Sfida a George Hill, Gordon Hayward e Rudy Gobert, ad un team dalla difesa ermetica, e dall'organizzazione di squadra di prim'ordine, ma i 'Guerrieri della Baia' non sono apparsi preoccupati dalla forza dell'avversario, ma dalla noiosità, monotonia che attanaglia lo stato dello Utah. Infatti, alcuni giocatori, si sono lamentati della mancanza di vita notturna nella 'Città del lago salato'. Chi si è esposto maggiormente, è stato l'ex giocatore dei Sacramento Kings, Matt Barnes che ha fatto sapere a tutti di voler giocare questi playoff al massimo, ma allo stesso tempo non rinunciare al sano divertimento: "A Salt Lake City non c'è vita notturna, c'è poca possibilità di divertirsi, e si sa, per un giocatore, durante una serie playoff, è molto importante avere dosi di svago. Il nostro obiettivo ovviamente resta quello di vincere le partite, ma facendolo in questo modo risulta essere veramente noioso, per nulla adrenalinico".

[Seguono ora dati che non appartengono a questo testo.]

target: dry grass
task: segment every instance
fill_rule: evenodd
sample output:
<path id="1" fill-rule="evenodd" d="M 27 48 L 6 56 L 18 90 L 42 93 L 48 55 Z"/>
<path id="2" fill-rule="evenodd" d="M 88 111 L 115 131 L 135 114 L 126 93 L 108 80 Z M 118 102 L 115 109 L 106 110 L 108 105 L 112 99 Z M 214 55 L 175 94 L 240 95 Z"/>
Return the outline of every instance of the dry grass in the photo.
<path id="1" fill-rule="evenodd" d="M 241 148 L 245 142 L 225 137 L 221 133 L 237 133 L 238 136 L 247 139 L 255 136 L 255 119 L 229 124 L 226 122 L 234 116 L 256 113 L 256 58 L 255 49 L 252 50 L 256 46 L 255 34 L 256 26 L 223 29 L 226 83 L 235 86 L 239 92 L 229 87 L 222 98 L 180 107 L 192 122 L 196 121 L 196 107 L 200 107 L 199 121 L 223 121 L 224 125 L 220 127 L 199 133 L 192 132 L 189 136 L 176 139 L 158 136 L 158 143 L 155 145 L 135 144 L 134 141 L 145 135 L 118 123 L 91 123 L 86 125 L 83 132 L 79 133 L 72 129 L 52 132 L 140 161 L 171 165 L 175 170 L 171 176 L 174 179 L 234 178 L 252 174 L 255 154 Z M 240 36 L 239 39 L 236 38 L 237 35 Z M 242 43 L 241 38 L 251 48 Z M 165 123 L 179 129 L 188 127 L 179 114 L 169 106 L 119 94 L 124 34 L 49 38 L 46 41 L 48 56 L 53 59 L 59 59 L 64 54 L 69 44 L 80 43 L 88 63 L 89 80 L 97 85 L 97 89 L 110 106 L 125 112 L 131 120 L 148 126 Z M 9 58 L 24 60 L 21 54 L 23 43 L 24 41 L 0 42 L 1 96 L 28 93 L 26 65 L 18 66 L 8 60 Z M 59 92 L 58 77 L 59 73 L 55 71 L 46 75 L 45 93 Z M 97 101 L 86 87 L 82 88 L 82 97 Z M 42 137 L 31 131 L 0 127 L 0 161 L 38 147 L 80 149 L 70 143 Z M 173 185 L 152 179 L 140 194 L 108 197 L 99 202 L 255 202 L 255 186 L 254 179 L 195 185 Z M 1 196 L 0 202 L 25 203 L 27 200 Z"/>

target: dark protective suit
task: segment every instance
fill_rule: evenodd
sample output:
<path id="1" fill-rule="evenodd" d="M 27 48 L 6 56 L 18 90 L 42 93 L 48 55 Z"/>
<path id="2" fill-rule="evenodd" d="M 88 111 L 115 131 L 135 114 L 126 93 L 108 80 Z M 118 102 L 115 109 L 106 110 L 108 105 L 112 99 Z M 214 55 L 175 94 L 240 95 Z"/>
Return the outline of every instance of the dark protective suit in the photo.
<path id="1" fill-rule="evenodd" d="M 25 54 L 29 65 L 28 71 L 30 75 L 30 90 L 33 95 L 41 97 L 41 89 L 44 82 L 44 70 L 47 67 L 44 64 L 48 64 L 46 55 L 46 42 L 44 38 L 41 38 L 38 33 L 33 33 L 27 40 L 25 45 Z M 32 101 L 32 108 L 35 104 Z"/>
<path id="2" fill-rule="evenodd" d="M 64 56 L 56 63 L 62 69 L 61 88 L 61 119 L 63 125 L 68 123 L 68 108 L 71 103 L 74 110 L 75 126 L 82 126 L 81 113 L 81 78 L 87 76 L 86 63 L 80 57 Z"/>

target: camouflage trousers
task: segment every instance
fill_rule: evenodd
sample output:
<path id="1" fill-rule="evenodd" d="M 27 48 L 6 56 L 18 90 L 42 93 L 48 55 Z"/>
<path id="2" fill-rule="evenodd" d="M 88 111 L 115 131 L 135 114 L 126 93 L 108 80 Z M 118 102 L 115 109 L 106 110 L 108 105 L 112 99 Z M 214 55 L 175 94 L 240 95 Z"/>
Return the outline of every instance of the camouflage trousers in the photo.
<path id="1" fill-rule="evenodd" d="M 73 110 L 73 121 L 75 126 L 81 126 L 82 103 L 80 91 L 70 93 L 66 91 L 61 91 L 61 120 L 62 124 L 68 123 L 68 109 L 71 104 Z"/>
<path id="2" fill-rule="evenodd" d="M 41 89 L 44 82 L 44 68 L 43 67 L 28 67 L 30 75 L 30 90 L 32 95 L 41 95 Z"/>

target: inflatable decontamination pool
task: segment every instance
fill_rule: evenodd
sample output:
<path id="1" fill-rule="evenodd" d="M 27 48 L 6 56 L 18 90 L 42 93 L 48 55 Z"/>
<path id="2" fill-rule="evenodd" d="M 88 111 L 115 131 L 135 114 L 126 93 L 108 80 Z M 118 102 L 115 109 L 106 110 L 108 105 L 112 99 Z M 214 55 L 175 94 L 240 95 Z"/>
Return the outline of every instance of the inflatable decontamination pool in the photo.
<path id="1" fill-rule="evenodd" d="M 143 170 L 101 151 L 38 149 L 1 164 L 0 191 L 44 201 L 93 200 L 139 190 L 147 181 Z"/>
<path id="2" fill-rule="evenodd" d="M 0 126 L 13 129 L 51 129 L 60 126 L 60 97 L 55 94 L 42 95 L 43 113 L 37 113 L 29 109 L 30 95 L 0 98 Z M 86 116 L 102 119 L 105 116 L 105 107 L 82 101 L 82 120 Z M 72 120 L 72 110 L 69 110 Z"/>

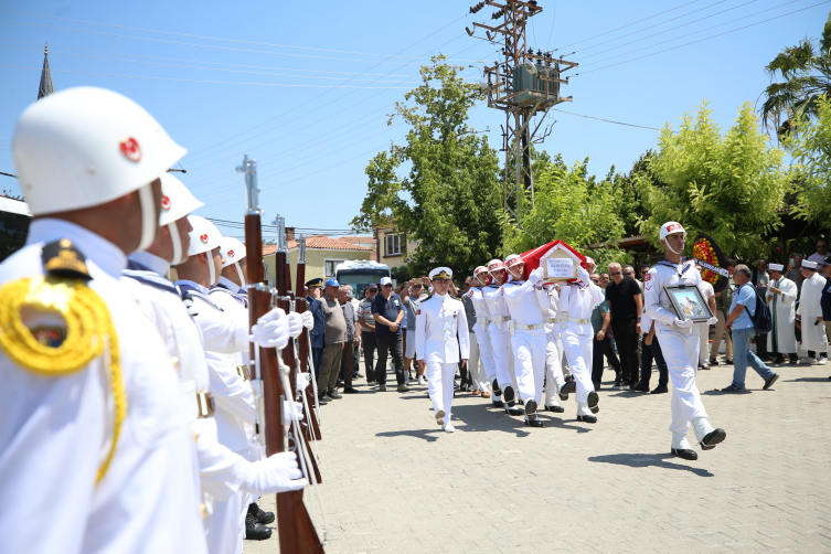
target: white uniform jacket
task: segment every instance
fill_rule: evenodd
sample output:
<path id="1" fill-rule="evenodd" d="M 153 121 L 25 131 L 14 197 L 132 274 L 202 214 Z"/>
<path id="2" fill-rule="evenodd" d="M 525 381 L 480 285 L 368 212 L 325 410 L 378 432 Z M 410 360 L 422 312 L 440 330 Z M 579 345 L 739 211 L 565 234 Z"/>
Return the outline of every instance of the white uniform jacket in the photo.
<path id="1" fill-rule="evenodd" d="M 461 330 L 461 332 L 459 332 Z M 448 295 L 433 295 L 418 306 L 416 352 L 425 362 L 458 363 L 470 355 L 465 305 Z"/>
<path id="2" fill-rule="evenodd" d="M 105 356 L 65 375 L 43 376 L 0 350 L 0 550 L 204 553 L 193 438 L 179 380 L 162 339 L 120 281 L 124 253 L 83 227 L 40 219 L 30 225 L 26 246 L 0 265 L 0 283 L 43 275 L 42 248 L 61 238 L 86 256 L 88 287 L 109 311 L 127 413 L 96 484 L 114 435 Z M 44 513 L 60 514 L 46 531 Z"/>
<path id="3" fill-rule="evenodd" d="M 603 300 L 603 289 L 594 283 L 589 283 L 588 286 L 578 283 L 562 285 L 557 306 L 561 330 L 568 328 L 576 334 L 593 335 L 595 332 L 592 327 L 592 312 L 595 305 Z"/>
<path id="4" fill-rule="evenodd" d="M 699 326 L 690 326 L 682 329 L 674 324 L 676 319 L 682 318 L 675 313 L 664 287 L 675 287 L 679 285 L 697 287 L 700 283 L 701 274 L 695 269 L 692 260 L 671 264 L 662 259 L 652 266 L 646 277 L 643 277 L 643 311 L 654 320 L 656 330 L 671 330 L 684 335 L 699 334 Z M 703 297 L 704 295 L 702 294 Z"/>

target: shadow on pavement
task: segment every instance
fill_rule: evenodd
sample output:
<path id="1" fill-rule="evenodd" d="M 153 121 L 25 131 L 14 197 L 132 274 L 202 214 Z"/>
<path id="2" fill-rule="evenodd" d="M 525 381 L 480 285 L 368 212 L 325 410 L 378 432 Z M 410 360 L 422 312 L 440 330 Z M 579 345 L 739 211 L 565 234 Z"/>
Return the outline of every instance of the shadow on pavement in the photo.
<path id="1" fill-rule="evenodd" d="M 695 473 L 699 477 L 713 477 L 713 473 L 711 473 L 706 469 L 665 461 L 667 458 L 674 459 L 675 457 L 671 454 L 610 454 L 608 456 L 593 456 L 588 458 L 588 461 L 615 464 L 617 466 L 629 466 L 630 468 L 646 468 L 653 466 L 657 468 L 690 471 L 691 473 Z"/>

Matt Barnes avrebbe preferito incontrare i Clippers, per due buoni motivi. Eliminare la sua ex squadra, e passare giornate in quel di Los Angeles: "Di certo lì mi sarei divertito di più, ed inoltre mi sarei tolto un sassolino dalla scarpa se fossi stato in grado di eliminarli". Immediata, la risposta forte ed anche un pò ironica dell'australiano Joe Ingles, ala piccola dei Jazz, che senza peli sulla lingua, si è rivolto al suo futuro avversario: "Se proprio afferma di annoiarsi qui nello Utah, gli pago volentieri un volo privato in direzione Las Vegas, in modo tale da potersi svagare tra una gara e l'altra".

Le schermaglie (mediatiche) sono iniziate. Un botta e risposta colorito, in attesa dello 'start' che avverrà domattina, con la palla a due in programma alle ore 04:30, nello scenario della Oracle Arena.